A locavore vacation is not only a way to save money and stay close to home but its also the most responsible option of the bunch. Those roadside shops and attractions are the ones that will need your help most through the summer. Tourism will be down in many areas but those special state attractions may not have the backing of a larger state-run park or memorial.
Once places like those go away, they never come back.
Spend some time getting to know your state. Keep the vacation local and support your local economy. Here in Virginia we have some amazing history and you can spend days exploring museums and visiting historical sights.
We also have some interesting land features like the Natural Bridge and the Luray Caverns. All of these can be tied together to create a mind-blowing and interactive week with family.
Do some research in your own state and you might find that you have the perfect 2020 vacation in your back yard.
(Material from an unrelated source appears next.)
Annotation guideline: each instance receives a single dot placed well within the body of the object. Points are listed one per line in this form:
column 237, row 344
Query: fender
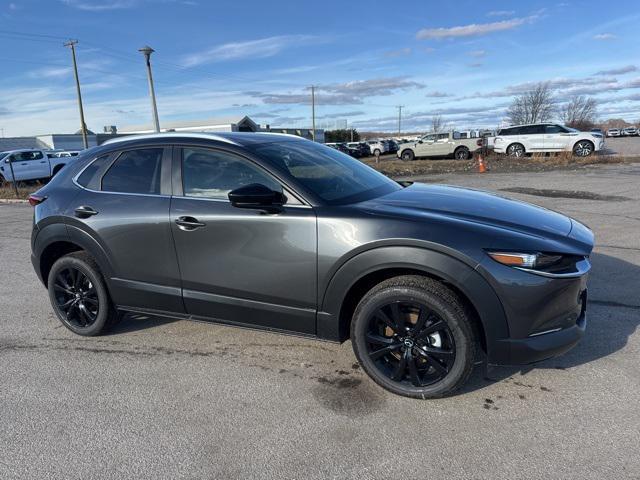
column 57, row 232
column 460, row 274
Its all weird this year. People, places, and things are not what they used to be. The pandemic has changed so much already. That doesn’t mean that you shouldn’t plan a vacation or that it’s irresponsible to get out and enjoy yourself.
If we all stay hidden in our homes it will certainly mean the death of local businesses. You cannot deliver a beach experience to the front door. Not to mention, you need to get outside and, like my dear mother would say to me, blow the stink off ya.
As we prime the economic engine and start to move it to half choke, its gonna require that people get back to work and get out to spend their paychecks.
Keeping vacations local will keep your money local, too! If we suffer a true economic collapse in the fall you will be happy that all the local guys didn’t go out of business. They might be your only resource for the things you need in tough times.
2 Responses to “Planning a Safe Vacation During COVID-19”
The only thing I can say is your grown so deal with the decisions you make. If something happens don’t point to the government. Point that finger in the mirror at your own risk assessment.
There are two many people buying into the lies and fear generated by half wit politicians and Monday morning experts who can’t seem to agree. Take care of your immune system and it will take care of you. Ditch the Doritos.